Passage
and the princes of the Philistines have been gathered together to sacrifice a great sacrifice to Dagon their god, and to rejoice; and they say, `Our god hath given into our hand Samson our enemy.'
and the princes of the Philistines have been gathered together to sacrifice a great sacrifice to Dagon their god, and to rejoice; and they say, `Our god hath given into our hand Samson our enemy.'
Judges 16:21 And the Philistines seize him, and pick out his eyes, and bring him down to Gaza, and bind him with two brazen fetters; and he is grinding in the prison-house.
Judges 16:22 And the hair of his head beginneth to shoot up, when he hath been shaven,
Judges 16:23 and the princes of the Philistines have been gathered together to sacrifice a great sacrifice to Dagon their god, and to rejoice; and they say, `Our god hath given into our hand Samson our enemy.'
Judges 16:24 And the people see him, and praise their god, for they said, `Our god hath given in our hand our enemy, and he who is laying waste our land, and who multiplied our wounded.'
Judges 16:25 And it cometh to pass, when their heart <FI>is<Fi> glad, that they say, `Call for Samson, and he doth play before us;' and they call for Samson out of the prison-house, and he playeth before them, and they cause him to stand between the pillars.

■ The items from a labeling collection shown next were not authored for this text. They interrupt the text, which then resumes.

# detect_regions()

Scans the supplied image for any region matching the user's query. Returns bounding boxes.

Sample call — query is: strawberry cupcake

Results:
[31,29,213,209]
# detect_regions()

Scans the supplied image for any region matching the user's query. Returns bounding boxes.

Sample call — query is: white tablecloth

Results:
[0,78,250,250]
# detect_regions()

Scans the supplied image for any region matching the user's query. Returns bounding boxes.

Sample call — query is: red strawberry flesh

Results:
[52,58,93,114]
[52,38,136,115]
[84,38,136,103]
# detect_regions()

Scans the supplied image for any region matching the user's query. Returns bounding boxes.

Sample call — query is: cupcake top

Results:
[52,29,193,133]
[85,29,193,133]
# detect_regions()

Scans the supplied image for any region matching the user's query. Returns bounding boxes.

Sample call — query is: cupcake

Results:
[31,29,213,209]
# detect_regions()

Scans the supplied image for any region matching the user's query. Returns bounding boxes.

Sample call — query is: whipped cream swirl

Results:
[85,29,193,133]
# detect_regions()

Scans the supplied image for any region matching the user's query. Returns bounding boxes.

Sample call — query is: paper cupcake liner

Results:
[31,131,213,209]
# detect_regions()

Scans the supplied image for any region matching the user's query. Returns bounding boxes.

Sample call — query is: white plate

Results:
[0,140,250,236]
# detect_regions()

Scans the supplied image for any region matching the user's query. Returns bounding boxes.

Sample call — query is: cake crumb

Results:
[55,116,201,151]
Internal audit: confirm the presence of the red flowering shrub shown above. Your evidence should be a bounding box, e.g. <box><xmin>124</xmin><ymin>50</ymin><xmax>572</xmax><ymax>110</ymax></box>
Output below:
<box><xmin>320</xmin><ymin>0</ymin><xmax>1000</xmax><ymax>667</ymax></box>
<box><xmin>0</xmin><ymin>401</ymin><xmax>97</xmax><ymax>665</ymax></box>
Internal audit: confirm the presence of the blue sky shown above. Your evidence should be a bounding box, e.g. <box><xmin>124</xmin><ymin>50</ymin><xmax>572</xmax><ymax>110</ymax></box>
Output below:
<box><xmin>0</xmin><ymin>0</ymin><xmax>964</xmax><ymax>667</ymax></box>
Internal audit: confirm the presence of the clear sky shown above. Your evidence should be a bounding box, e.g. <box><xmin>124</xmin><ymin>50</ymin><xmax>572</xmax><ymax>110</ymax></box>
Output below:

The verse centers on "princes", "philistines", "been", "gathered", "together", "sacrifice", and "great". It is saying that the verse draws attention to "princes" and "philistines", so its meaning should be read from those terms before moving to application.
The nearby context moves from verse 22's "And the hair of his head beginneth..." into verse 24's "And the people see him and praise...", so "princes" and "philistines" belong inside that flow. In Judges context, the local focus is covenant, worship, and faithfulness.
A plain takeaway is to answer the verse's own emphasis on "princes" and "philistines" with trust shaped by these words, not by a vague optimism outside the passage.